Each of simulation/modelling systems discussed within this chapter can be positioned within the continuum illustrated in Fig. 12.1 (power versus difficulty of developing a model with a simulation/modelling system). However, the exact location of each system is very subjective (i.e. dependant upon a modeller’s knowledge and experience of ABM in general, and each simulation/modelling system in particular). The information presented within this chapter is aimed at providing the reader with a selection of useful criteria to assess the seven simulation/modelling systems presented, allowing each system to be (approximately) located within this continuum based on the readers own knowledge and experience. That is not to say that the selection criteria cannot be utilized for other simulation/modelling systems and once a candidate system(s) has been identified the reader will need to investigate the potential suitable of the system(s) further.

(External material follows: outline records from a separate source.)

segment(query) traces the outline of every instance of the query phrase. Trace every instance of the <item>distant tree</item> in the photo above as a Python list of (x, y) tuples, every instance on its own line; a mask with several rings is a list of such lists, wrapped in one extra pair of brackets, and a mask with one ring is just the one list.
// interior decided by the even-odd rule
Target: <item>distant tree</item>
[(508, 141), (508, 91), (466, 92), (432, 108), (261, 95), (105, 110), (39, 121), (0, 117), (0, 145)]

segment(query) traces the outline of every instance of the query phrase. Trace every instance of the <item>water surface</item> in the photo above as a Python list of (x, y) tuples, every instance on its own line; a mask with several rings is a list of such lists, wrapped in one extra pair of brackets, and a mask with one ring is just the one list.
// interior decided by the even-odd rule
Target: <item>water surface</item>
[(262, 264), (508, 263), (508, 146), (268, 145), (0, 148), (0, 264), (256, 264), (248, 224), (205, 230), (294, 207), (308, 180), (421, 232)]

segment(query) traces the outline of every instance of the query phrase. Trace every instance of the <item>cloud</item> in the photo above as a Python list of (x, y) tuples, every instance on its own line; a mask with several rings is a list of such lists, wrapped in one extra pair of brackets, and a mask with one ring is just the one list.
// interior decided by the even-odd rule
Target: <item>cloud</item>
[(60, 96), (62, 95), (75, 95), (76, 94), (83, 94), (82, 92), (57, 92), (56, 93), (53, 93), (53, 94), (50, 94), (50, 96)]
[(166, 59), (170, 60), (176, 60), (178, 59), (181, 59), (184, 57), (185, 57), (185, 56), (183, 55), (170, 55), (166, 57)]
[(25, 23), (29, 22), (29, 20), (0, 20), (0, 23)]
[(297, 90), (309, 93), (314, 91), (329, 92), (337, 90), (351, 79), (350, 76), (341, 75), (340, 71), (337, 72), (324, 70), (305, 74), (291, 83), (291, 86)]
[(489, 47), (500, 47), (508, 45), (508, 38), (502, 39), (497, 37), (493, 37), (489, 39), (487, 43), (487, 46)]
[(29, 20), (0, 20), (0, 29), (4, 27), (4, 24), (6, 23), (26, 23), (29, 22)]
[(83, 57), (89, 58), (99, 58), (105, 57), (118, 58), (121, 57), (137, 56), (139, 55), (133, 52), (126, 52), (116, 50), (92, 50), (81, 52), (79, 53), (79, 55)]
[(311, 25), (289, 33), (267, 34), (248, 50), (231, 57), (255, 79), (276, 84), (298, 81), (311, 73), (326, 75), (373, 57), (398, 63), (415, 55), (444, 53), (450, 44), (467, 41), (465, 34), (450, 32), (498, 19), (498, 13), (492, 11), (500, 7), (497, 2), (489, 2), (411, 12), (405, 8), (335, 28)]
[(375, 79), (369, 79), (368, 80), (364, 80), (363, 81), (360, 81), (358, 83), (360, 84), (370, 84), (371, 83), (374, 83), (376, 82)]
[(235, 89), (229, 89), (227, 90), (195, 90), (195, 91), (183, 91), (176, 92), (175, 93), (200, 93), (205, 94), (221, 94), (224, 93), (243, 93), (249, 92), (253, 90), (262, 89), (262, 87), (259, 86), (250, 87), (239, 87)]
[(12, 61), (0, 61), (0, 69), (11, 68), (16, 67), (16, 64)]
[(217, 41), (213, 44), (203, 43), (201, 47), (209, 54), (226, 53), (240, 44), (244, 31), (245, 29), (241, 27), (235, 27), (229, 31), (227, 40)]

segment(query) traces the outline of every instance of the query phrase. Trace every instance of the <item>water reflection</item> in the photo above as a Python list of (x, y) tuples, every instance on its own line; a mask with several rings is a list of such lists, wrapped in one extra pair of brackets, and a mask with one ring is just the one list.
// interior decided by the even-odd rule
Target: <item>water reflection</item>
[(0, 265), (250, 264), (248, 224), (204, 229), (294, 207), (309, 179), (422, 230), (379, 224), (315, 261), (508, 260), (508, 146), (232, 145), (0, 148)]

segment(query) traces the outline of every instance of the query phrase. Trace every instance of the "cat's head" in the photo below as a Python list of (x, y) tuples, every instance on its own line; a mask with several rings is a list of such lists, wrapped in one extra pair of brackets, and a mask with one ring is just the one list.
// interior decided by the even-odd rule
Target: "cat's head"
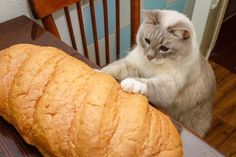
[(191, 21), (172, 10), (143, 11), (144, 20), (137, 34), (137, 46), (154, 63), (186, 58), (196, 45)]

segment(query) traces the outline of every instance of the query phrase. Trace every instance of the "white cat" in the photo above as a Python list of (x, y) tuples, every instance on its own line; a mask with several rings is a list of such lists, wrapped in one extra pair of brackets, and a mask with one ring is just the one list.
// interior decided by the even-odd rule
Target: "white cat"
[(164, 107), (199, 136), (210, 127), (215, 76), (199, 52), (194, 27), (185, 15), (145, 11), (137, 46), (102, 71), (121, 81), (123, 90), (144, 94)]

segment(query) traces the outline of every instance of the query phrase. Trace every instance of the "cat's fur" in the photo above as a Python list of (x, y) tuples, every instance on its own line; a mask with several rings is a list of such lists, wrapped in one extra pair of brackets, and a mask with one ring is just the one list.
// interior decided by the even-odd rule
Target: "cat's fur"
[(146, 95), (204, 136), (211, 123), (215, 77), (199, 52), (193, 25), (176, 11), (145, 15), (134, 50), (102, 71), (120, 80), (125, 91)]

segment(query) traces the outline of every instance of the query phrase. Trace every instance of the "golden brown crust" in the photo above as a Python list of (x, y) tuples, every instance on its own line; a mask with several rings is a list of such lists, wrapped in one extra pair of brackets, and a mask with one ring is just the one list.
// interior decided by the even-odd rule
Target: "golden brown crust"
[(44, 156), (182, 156), (170, 119), (61, 50), (0, 52), (0, 115)]

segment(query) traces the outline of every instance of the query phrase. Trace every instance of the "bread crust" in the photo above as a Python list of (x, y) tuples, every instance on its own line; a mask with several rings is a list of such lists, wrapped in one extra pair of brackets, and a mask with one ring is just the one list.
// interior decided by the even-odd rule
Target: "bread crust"
[(51, 157), (179, 157), (180, 136), (146, 97), (53, 47), (0, 52), (0, 115)]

However, it needs to be noted that while such tools exist, integrating GIS data for ABM is still a difficult process (Gilbert 2007) and many considerations are needed such as what data is needed, how should the data be utilised, how should agents interact with the data, etc. Nevertheless, such systems lower the entry level needed to create geospatial agent-based models and thus allowing a greater number of social scientists to create geospatial agent-based models. One note of caution however is needed, that is there is still a computational challenge when it comes to the creation of geospatial agent-based models with thousands of agents operating and interacting with raster or vector features (see Kennedy et al. 2009 for a discussion) but over time this should be reduced with increased computational power.